Request a Feature from Your AI on Mac
Submit feature requests to the LMCP team straight from Claude, ChatGPT or Cursor on your Mac. Ask for a new tool, app integration, or capability in plain English.
The request_feature tool lets you tell the LMCP team what you wish your AI assistant could do — a brand-new capability, a tool that doesn't exist yet, or an app or integration you'd love to see supported. Instead of hunting for a contact form, you just ask your AI in plain language and it files the request for you.
A concrete example you can type right now: "Request a feature: add a tool that exports my Apple Notes folders to Markdown files in a folder I pick." Your AI captures the idea, structures it, and submits it to the LMCP team through request_feature — no email, no GitHub account, no leaving the chat.
LMCP is a free, native macOS MCP server with 150+ tools that let AI assistants use your real Mac apps locally. Download LMCP to get started.
Which AI agents work?
request_feature works across every major AI client that speaks the Model Context Protocol:
- Desktop clients — Claude Desktop, Cursor, VS Code (GitHub Copilot), Windsurf and Zed auto-configure through a local stdio connection. LMCP wires itself in and the tool appears automatically.
- Web AIs — ChatGPT, Claude.ai (web), Grok and Perplexity connect through the LMCP Cloud Relay connector, so you can file feature requests even from a browser tab.

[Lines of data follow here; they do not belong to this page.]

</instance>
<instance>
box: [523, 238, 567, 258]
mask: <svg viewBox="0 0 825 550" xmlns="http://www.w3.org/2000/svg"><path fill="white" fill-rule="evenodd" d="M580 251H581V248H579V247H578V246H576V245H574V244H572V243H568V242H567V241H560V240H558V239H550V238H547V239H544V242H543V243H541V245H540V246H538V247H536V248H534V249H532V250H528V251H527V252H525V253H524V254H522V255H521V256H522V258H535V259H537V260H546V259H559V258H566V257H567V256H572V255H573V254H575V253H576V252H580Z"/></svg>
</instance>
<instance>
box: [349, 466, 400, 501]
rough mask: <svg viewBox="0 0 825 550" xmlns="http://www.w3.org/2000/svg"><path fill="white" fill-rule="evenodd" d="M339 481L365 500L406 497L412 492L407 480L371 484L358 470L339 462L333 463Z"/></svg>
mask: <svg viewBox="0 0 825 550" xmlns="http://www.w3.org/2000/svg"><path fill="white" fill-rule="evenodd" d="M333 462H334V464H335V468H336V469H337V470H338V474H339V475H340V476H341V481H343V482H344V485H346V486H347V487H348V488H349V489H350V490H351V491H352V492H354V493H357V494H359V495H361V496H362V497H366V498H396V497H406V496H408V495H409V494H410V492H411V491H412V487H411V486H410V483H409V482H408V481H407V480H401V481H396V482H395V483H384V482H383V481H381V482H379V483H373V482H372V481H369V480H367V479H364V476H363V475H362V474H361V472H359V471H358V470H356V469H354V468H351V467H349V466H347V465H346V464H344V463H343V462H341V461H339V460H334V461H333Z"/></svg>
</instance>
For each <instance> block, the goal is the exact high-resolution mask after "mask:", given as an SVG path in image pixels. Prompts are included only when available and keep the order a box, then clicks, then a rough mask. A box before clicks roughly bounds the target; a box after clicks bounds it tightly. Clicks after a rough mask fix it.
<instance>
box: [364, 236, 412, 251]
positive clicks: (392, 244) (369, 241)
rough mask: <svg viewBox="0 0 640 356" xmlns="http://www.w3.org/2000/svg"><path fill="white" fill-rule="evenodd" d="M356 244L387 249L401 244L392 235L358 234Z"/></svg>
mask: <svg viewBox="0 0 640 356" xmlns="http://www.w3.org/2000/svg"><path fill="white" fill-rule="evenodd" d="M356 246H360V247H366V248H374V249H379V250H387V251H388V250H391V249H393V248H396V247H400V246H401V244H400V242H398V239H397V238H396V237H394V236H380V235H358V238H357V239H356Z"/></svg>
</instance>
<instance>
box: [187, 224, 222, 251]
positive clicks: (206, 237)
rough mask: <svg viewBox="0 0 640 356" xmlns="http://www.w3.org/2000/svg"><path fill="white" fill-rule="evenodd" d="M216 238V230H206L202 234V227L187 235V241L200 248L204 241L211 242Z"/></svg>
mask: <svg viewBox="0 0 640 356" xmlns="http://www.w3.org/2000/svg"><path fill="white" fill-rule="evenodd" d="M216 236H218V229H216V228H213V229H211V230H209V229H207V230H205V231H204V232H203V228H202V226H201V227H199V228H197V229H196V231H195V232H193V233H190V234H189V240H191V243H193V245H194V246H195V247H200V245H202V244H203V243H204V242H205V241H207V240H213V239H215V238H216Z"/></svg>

Whichever client you use, the request lands in the same place: the LMCP team's backlog.
Automation
request_feature is most powerful when chained with other LMCP tools. Hit a wall mid-workflow — say your AI tried to read a calendar attachment and the capability isn't there yet — and you can immediately follow up with "file that as a feature request" without breaking your flow. Your AI can summarize what it just attempted, what was missing, and submit a precise, context-rich request in one step. It can also batch several wishes from a single conversation into separate, well-described requests.
Context
Because LMCP runs on your Mac, your AI already sees your real data — your Mail, Calendar, Contacts, Notes, Reminders, Messages, Finder files and more. That means when you describe a missing feature, the AI understands the actual apps and workflows you use. A request like "I want this to also cover my work calendar" carries real meaning, because the assistant knows which calendars you have. The result is feature requests grounded in your genuine day-to-day setup, not vague guesses.
Productivity
Filing feedback usually means stopping, switching apps, finding a form, and re-explaining context you just had in your head. request_feature collapses that into a single sentence. You stay in the conversation, the AI does the writing, and a clear, actionable request reaches the team in seconds instead of minutes. Over time, that low friction means your real needs actually get heard — and shipped — instead of being forgotten the moment you close the chat window.
Privacy & GDPR
Everything LMCP does runs locally on your Mac. There are no API keys to paste, and your apps, files and personal data are never copied to a server. When you submit a feature request, only the description you choose to send leaves your machine — your underlying Mail, Calendar and Contacts stay put. This is privacy by design: GDPR-compliant by architecture, because there's no cloud copy of your data to leak in the first place.